Created on 07-30-2019 08:05 PM - edited 08-17-2019 04:26 PM
Good morning guys, thanks in advance for your help!
I have a project that fails. I'm trying to restart all the services manually but havent been able to.
I have a few questions and I'd really appreciate if you can give me some guidance because at this moment I'm kinda stuck.
1. How do I check what services need to be "up and running" before restarting the next one? Is there any place where I can see the dependency?
2. Do I need 2 ZooKeeper servers up and running? The first one is running in localhost but the 2nd one runs in a different machine. If I actually need them both, how can I check what was wrong in the second one?
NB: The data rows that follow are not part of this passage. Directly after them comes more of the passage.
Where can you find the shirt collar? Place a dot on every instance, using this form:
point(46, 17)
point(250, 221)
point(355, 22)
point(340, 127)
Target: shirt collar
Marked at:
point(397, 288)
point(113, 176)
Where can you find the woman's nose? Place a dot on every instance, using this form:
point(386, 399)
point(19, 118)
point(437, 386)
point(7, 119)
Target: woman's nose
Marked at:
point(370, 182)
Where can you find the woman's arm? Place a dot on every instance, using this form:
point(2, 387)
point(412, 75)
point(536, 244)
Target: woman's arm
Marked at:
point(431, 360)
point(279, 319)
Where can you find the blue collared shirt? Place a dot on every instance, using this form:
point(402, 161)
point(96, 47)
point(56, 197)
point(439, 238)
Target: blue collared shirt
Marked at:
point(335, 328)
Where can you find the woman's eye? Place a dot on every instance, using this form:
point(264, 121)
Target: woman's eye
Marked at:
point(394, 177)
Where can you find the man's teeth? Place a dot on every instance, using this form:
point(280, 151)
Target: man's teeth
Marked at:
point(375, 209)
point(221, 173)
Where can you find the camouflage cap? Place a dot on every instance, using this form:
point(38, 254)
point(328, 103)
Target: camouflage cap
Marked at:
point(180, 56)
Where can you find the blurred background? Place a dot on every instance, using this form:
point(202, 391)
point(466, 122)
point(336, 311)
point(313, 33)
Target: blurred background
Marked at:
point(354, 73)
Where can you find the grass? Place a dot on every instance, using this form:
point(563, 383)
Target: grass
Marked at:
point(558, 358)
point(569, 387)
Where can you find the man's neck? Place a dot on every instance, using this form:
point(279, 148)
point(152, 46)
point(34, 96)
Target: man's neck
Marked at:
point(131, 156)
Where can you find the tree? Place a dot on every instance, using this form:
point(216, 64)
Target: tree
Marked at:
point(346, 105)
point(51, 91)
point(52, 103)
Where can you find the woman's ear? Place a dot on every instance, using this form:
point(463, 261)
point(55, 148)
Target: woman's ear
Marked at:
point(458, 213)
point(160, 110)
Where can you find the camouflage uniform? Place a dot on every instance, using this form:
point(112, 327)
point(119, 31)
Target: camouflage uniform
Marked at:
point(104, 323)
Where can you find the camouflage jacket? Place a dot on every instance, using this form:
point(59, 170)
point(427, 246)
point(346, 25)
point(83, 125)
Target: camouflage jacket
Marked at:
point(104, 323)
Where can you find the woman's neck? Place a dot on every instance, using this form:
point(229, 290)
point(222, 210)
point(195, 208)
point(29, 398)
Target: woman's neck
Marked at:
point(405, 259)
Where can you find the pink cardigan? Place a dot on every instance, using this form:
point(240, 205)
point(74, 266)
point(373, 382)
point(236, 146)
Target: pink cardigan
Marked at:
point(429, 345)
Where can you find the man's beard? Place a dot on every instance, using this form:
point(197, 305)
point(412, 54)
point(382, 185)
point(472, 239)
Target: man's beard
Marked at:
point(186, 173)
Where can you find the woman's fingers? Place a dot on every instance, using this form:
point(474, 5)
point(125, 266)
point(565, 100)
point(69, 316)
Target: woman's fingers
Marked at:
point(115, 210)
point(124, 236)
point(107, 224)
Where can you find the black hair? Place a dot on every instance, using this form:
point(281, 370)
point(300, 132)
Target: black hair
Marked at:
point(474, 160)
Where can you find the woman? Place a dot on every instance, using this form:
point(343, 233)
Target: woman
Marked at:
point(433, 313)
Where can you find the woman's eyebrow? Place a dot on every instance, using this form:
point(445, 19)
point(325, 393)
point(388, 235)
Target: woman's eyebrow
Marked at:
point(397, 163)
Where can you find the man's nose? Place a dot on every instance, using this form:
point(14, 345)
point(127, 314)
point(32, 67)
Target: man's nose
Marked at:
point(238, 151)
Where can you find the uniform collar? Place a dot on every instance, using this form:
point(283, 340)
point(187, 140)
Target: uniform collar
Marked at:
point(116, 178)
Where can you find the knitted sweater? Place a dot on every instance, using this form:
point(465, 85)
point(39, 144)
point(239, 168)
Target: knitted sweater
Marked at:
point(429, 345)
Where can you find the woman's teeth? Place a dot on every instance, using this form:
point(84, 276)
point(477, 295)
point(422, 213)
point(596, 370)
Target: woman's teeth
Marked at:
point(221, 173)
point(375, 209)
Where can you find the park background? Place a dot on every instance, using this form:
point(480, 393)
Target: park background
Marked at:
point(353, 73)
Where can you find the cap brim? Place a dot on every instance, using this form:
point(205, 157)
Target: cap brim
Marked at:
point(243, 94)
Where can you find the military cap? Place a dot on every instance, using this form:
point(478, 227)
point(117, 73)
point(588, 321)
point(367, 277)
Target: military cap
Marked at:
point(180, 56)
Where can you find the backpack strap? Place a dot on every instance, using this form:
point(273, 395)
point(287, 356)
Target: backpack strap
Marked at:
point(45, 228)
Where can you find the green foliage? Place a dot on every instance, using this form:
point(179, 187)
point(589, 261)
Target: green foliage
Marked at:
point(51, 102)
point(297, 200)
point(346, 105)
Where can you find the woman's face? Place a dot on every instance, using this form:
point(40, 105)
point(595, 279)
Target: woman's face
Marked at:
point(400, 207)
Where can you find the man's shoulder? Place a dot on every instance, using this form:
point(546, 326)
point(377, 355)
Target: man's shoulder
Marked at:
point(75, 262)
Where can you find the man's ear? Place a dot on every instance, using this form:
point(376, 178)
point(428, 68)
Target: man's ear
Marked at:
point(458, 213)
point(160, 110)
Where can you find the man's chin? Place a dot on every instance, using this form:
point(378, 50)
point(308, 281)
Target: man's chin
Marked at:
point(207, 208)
Created on 08-03-2019 11:07 AM - edited 08-17-2019 04:26 PM
OutOfMemoryError is a subclass of java.lang.VirtualMachineError; it’s thrown by the JVM when it encounters a problem related to utilizing resources. More specifically, the error occurs when the JVM spent too much time performing Garbage Collection and was only able to reclaim very little heap space.
According to Java docs, by default, the JVM is configured to throw this error if the Java process spends more than 98% of its time doing GC and when only less than 2% of the heap is recovered in each run. In other words, this means that our application has exhausted nearly all the available memory and the Garbage Collector has spent too much time trying to clean it and failed repeatedly.
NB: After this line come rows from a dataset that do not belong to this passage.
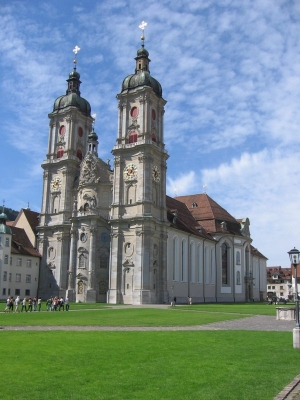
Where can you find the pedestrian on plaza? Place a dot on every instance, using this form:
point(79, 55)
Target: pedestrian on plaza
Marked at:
point(17, 302)
point(39, 303)
point(11, 304)
point(34, 301)
point(24, 305)
point(61, 304)
point(67, 303)
point(29, 304)
point(48, 304)
point(7, 308)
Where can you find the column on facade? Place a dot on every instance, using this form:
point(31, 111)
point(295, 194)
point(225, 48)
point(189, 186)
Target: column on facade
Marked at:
point(91, 259)
point(72, 265)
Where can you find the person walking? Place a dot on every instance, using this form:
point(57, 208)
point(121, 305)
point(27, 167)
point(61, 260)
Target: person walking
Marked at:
point(39, 303)
point(24, 305)
point(67, 303)
point(61, 304)
point(34, 301)
point(17, 302)
point(11, 304)
point(7, 308)
point(29, 304)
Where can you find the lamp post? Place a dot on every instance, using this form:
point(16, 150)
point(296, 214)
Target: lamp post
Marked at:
point(294, 255)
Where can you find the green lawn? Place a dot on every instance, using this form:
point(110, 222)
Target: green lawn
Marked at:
point(146, 365)
point(208, 365)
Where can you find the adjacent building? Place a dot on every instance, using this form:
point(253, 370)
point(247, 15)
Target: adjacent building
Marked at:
point(19, 259)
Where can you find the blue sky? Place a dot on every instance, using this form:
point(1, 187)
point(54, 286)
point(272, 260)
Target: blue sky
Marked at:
point(230, 71)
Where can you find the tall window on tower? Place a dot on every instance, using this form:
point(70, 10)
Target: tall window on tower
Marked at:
point(132, 137)
point(224, 264)
point(60, 152)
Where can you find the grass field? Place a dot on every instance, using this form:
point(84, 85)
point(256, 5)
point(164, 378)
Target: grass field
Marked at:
point(208, 365)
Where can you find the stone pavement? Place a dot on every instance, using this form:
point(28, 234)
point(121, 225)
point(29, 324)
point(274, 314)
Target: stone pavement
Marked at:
point(252, 323)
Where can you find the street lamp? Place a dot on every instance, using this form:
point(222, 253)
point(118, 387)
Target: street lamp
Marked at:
point(294, 255)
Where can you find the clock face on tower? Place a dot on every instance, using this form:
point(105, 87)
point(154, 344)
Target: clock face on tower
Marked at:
point(130, 172)
point(155, 173)
point(56, 183)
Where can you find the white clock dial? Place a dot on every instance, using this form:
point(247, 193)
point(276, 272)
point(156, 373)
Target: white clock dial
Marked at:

In this situation, users experience extreme slowness of the application. Certain operations, which usually complete in milliseconds, take more time to complete. This is because the CPU is using its entire capacity for Garbage Collection and hence cannot perform any other tasks.
Solution:
On HDP 3.x & 2.6.x depending on the memory available to the cluster check and increase the below
You could throttle it to 2048 MB
HTH
Created on 07-30-2019 09:05 PM - edited 08-17-2019 04:26 PM
Start-all-services-from-Ambari
Start all services. Use Ambari UI > Services > Start All to start all services at once. In Ambari UI > Services you can start, stop, and restart all listed services simultaneously. In Services, click ... and then click Start All.
The first place to check for start failures or success in /var/logs/zookeeper/zookeeper.log or zookeeper-zookeeper-server-[hostname].out
According to HWX documentation make sure to manually start the Hadoop services in this prescribed order
1. How do I check what services need to be "up and running" before restarting the next one? Is there any place where I can see the dependency?
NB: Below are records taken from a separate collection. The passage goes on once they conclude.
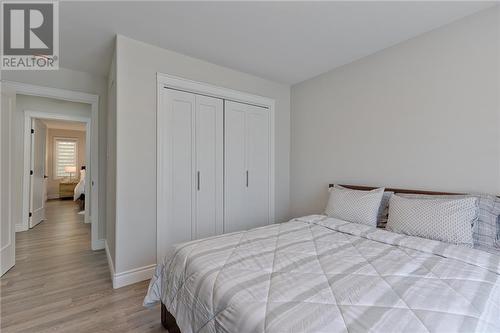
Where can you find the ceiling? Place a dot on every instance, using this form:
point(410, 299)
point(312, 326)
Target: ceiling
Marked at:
point(286, 42)
point(64, 124)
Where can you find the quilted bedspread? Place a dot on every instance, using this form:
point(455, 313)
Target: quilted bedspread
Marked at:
point(319, 274)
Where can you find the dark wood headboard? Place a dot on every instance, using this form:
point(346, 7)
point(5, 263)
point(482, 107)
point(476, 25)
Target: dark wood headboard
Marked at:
point(396, 190)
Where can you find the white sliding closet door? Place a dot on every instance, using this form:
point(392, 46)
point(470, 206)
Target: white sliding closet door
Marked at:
point(246, 166)
point(176, 163)
point(190, 167)
point(258, 166)
point(209, 167)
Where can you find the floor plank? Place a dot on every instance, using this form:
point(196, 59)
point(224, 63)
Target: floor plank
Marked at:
point(60, 285)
The above gives you the list and order of dependency
2. Do I need 2 ZooKeeper servers up and running? The first one is running in localhost but the 2nd one runs in a different machine. If I actually need them both, how can I check what was wrong in the second one?
If you are not run an HA configuration a single zookeeper suffice, but if you want to emulate a production environment with many data nodes to enable [HA Namenode or RM] you MUST have at least 3 zookeepers to avoid the split-brain phenomenon
Hope that helps
Created 07-31-2019 03:11 AM
The above question was originally posted in the Community Help track. On Wed Jul 31 03:08 UTC 2019, a member of the HCC moderation staff moved it to the Cloud & Operations track. The Community Help Track is intended for questions about using the HCC site itself, not for technical questions about using Ambari.
Created 07-31-2019 01:36 PM
How many hosts do you have in your cluster? Can you share your zookeeper logs and your /etc/hosts?
HTH
Created 07-31-2019 05:32 PM
Thank again @Geoffrey Shelton Okot
I have 4 machines in the cluster (1 master 3 slaves)
Zookeeper server is installed in the master (works fine) and in one slave (fails)
This is the log I get from the slave
zookeeperLOG.txt
Created on 07-31-2019 07:21 PM - edited 08-17-2019 04:26 PM
Thanks @Geoffrey Shelton Okot for your help!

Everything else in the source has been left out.